Provate ad immaginare una cosa del genere: un cosiddetto esperto di storia presidenziale di un grande network pubblica un’intervista sul giornale più famoso del mondo con il cantautore più famoso del mondo, che ha appena scritto una appassionata canzone in cui acccusa il governo degli Stati Uniti di aver partecipato all’assassinio del più famoso presidente americano moderno e l’intervistatore non fa neanche una domanda al cantante sulle specifiche accuse presenti nella sua canzone, se non per chiedergli se fosse rimasto sorpreso del fatto che la sua canzone era la n°1 della classifica di Billboard e porgli altri quesiti di argomento musicale e culturale che non hanno niente a che vedere con l’assassinio [del presidente].
Smettete di immaginare. Perché questo è esattamente ciò che Douglas Brinkley, storico presidenziale della CNN, ha appena fatto nella sua intervista del 12 giugno 2020 con Bob Dylan, pubblicata sul New York Times. L’intervista chiarisce in maniera inequivocabile che Brinkley non è minimamente interessato a ciò che Dylan ha da dire sull’assassinio del presidente degli Stati Uniti John F.Kennedy, il cui barbaro omicidio rappresenta l’emblema dell’involuzione degli Stati Uniti e della loro trasformazione in quella che, attualmente, è una vera e propria cloaca. Brinkley ha un’altra agenda.

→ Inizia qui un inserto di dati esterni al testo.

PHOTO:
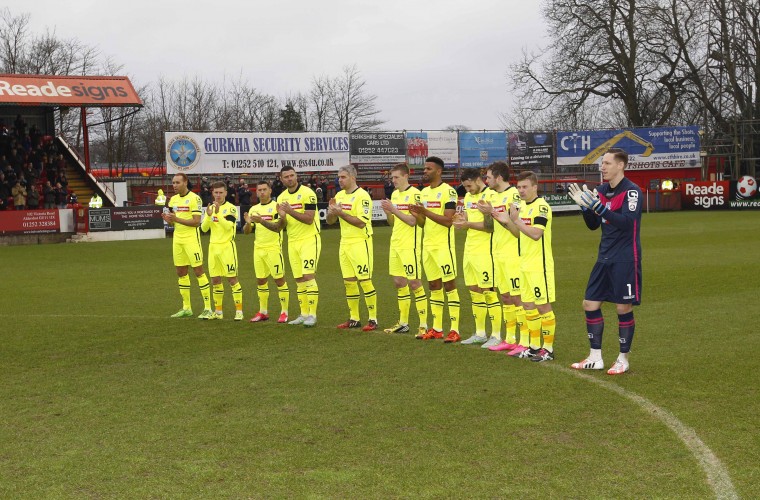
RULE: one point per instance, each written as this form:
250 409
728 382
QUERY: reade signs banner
29 222
705 194
48 90
248 152
648 148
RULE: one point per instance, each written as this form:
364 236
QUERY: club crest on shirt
633 200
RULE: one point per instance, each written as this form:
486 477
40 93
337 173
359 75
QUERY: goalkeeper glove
592 201
576 193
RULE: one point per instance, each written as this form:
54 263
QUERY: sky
431 64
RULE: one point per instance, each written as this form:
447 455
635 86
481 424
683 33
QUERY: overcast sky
430 63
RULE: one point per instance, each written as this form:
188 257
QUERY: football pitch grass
103 395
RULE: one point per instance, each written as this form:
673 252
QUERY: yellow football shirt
404 236
185 207
504 242
301 200
359 204
477 241
437 200
266 238
536 255
222 224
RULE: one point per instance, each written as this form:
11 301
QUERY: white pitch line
103 316
717 475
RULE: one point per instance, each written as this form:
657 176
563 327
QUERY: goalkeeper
616 277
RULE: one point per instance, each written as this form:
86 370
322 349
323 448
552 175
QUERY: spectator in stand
206 196
244 197
320 194
60 164
277 187
388 187
61 195
5 191
231 191
19 196
62 180
49 195
33 200
20 126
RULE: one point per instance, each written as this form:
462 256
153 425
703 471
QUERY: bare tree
14 39
603 52
353 105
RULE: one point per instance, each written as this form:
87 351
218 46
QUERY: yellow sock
420 300
312 296
510 318
436 309
205 291
237 296
493 305
301 294
548 326
404 302
479 311
218 297
452 298
284 294
184 291
534 328
352 297
522 326
370 298
263 292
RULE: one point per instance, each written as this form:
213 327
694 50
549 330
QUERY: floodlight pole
86 140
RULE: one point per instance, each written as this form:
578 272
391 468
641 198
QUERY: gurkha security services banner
377 147
420 145
480 149
647 148
251 152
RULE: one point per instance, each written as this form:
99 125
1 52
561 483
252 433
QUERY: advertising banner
705 194
41 90
648 148
254 152
480 149
125 218
420 145
744 193
377 147
29 222
560 202
531 149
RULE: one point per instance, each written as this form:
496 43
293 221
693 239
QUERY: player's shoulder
631 187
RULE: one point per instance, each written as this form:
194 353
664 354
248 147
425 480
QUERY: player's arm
505 220
206 224
445 219
275 226
194 222
305 217
392 212
418 211
534 231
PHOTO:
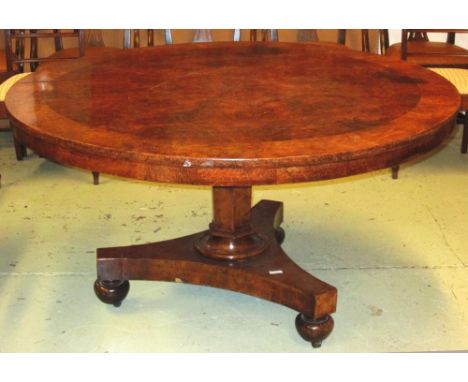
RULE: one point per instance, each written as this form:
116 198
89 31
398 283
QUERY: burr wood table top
232 114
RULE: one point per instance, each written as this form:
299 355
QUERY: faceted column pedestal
241 252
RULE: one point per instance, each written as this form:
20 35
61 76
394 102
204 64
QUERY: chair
19 65
266 35
132 38
310 35
444 58
416 47
17 62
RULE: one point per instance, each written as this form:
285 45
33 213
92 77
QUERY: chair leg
465 134
20 149
395 170
95 178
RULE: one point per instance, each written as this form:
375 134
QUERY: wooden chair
305 35
266 35
416 47
133 37
19 65
445 58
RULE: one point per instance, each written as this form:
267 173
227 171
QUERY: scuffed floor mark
443 235
375 311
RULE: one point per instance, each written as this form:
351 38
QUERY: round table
231 115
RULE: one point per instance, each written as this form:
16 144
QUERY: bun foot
111 292
395 170
314 331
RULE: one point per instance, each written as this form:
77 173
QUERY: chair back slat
15 42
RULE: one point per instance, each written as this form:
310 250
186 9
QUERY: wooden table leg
241 252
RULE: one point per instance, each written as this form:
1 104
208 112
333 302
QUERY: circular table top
232 114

Introduce l’intervista parlando della sua relazione con Dylan e ci dice che, grazie ad essa, si era sentito “a suo agio” quando lo aveva contattato nel mese di aprile, subito dopo l’uscita della sua canzone sull’assassinio di JFK, “Murder Most Foul.” Cita all’uopo un pezzo del New York Times di John Pareles, in cui Pareles descrive l’uscita della canzone come una vera e propria sorpresa: “L’assassinio di John F. Kennedy è la sua essenza e il suo trauma emotivo principale (“l’anima di una nazione è stata strappata via / e sta iniziando a decadere lentamente”) mentre Dylan cerca di trovare risposte, o almeno indizi, nella musica.”